A Cela signifie qu'écouter le groupe de heavy metal Iron Maiden - dont les chansons sont pleines de références historiques, littéraires et mythologiques - a suscité un intérêt pour ces histoires originales. Cette curiosité a rendu l'étude des textes classiques pour des examens comme l'A-level d'anglais plus engageante et personnelle.
Q Comment un groupe de heavy metal peut-il aider avec la littérature
A De nombreux groupes utilisent la littérature comme source d'inspiration directe. Par exemple, Iron Maiden a des chansons basées sur *La Ballade du vieux marin*, *Le Meilleur des mondes* et *Double Assassinat dans la rue Morgue*. La musique agit comme une porte d'entrée passionnante vers le livre ou le poème original.
Q N'est-ce pas simplement une manière paresseuse d'étudier
A Pas du tout. Il s'agit d'engagement, pas de remplacement. Entendre une chanson puissante sur une histoire classique crée un accroche émotionnelle et construit des connaissances de base. Vous devez toujours lire le texte original et l'analyser, mais vous commencez avec un intérêt et un contexte authentiques.

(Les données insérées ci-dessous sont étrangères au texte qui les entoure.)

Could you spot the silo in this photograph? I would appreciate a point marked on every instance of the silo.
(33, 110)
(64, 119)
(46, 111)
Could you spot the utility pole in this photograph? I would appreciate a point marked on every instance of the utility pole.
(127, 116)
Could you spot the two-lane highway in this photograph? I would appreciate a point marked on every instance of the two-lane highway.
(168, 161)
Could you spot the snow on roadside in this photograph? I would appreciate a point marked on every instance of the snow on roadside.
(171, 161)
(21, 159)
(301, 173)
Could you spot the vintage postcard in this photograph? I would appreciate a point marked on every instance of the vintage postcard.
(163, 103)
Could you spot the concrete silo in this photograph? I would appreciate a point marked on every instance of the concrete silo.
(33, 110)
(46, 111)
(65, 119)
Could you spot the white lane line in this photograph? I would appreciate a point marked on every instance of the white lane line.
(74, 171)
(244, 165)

Q Pouvez-vous me donner un exemple spécifique
A Bien sûr. La chanson épique d'Iron Maiden *The Rime of the Ancient Mariner* cite directement le poème de Coleridge et raconte son histoire. Un étudiant qui l'entend pourrait penser : "C'est cool, de quoi parle l'original ?" et ensuite chercher le poème du XVIIIe siècle en comprenant déjà son intrigue et ses thèmes.
Approfondissement Avantages
Q Quels sont les principaux avantages d'apprendre la littérature de cette façon
A 1 Accessibilité : Cela rend les textes anciens ou complexes immédiats et excitants. 2 Contexte : Vous voyez comment les idées classiques restent pertinentes et sont réinterprétées à travers les générations. 3 Motivation : Cela transforme la littérature d'une matière obligatoire en un réseau connecté d'histoires cool trouvées dans la culture moderne.
Q Iron Maiden est-il le seul groupe à faire cela
A Loin de là. Ils sont un exemple célèbre, mais de nombreux artistes le font.